Pour le comédien et directeur du centre dramatique national itinérant, en temps de crise, le théâtre et la culture ne peuvent pas être considérés comme des activités non indispensables.
Le directeur des Tréteaux de France s’interroge sur le bien-fondé des mesures de reconfinement et s’inquiète des conséquences pour les artistes, le public, les scolaires, ainsi privés des « productions de l’esprit ». Entretien avec Gérald Rossi publié dans l’Humanité du 2 Novembre 2020
Comment vivez-vous ce nouveau confinement, alors que tous les théâtres sont une nouvelle fois mis en sommeil forcé ?
Il faut prendre conscience de la violence du virus, dans un contexte économique et politique gravissime. Mais force est de constater que le théâtre est assimilé au commerce non essentiel, c’est là que le bât blesse. Car, dans cette période, on ne devrait pouvoir nier la nécessité de l’art, des productions de l’esprit. Dans cette période, plus que jamais, n’avons-nous pas une mission de service public, pour permettre qu’il n’y ait pas de confinement mental, notamment vis-à-vis avec les jeunes ? Hélas, la pertinence de l’exécutif sur ces questions-là semble bien mince.
À quoi attribuez-vous ce manque de réflexion ?

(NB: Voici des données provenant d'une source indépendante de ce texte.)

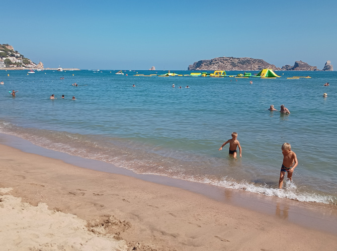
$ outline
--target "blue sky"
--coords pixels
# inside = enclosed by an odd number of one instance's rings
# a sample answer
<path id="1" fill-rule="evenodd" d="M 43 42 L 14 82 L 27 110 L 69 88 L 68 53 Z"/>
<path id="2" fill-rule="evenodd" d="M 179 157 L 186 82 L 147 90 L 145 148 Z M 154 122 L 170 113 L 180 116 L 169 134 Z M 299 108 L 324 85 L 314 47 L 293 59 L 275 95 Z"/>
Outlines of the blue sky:
<path id="1" fill-rule="evenodd" d="M 45 68 L 187 70 L 226 56 L 337 68 L 337 1 L 273 2 L 2 1 L 0 44 Z"/>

Retrancher les gens chez eux pour des raisons sanitaires se comprend, mais cela contribue à perturber le discernement et l’esprit critique. Et nous sommes assimilés au divertissement, comme les cabarets ou les boîtes de nuit, alors que nous savons bien que présenter des œuvres, avec des auteurs au contact des publics, est une façon de refuser le repli sur soi. Cette politique revient en fait à nier la fonction du théâtre, dont Vilar disait que c’est « une nourriture indispensable à la vie ».
Vous avez cependant fait des propositions qui ont été retenues, et les comédiens travaillent…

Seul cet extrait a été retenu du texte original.